They consist of all geographic regions on Earth where the Sun makes direct contact with a point immediately overhead (a subsolar point) at least once every solar year. The tropics' greatest latitudes thus have the same positive and negative value. They also estimate the "angle" of the Earth's axial tilt because the planet is not a perfect sphere. The moon's effect is the main reason why the "angle" is not totally set, but the bounds of the tropics are a geographic convention because they are an averaged form and the variance is relatively tiny.
The equator and portions of North America, South America, Africa, Asia, and Australia are all considered to be in the tropics.
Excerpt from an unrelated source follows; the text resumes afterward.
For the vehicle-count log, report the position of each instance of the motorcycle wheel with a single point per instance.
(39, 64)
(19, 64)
A third of the world's population resides in the tropics, which cover 36% of the planet's landmass and 40% of its surface.
They are often hotter and drier and receive more direct sunlight than the rest of the planet.
The various climates of the Tropics are a result of a variety of factors. The mean annual temperature exceeds 20°C practically everywhere in the Tropics, with the exception of high elevations, and exceeds 25°C in several areas of the tropical zone, making it a warm region.
The tropical region includes both some of the wettest and driest desert regions on the planet.
As a result of population pressures driving settlement in flood- or drought-prone areas and a lack of resources in less developed nations, it also comprises some of the populations that are most vulnerable to natural disasters.
The tropical region is distinguished by constant warmth and minuscule daily temperature variations.
Tropical regions have minimal temperature changes, but they also have a huge variety of rainfall patterns.
In the tropics, the types of plants and animals that can be found there directly depend on how much rain falls there. For example, the baobab tree flourishes in the dry tropical regions of Africa. Water is kept inside the baobab's enormous trunk. The Indian Ocean's rainy island of Sri Lanka represents the other extreme. It rains enough in Sri Lanka to support 250 different kinds of frog.
Because the apparent location of the Sun shifts between the two tropics in a year, the name "tropics" is derived from the Greek tropos, which means "turn."
The term "Tropical" refers exclusively to locations close to the equator. The term is also occasionally used to refer generally to a tropical climate, which is one that is warm to hot and humid all year round.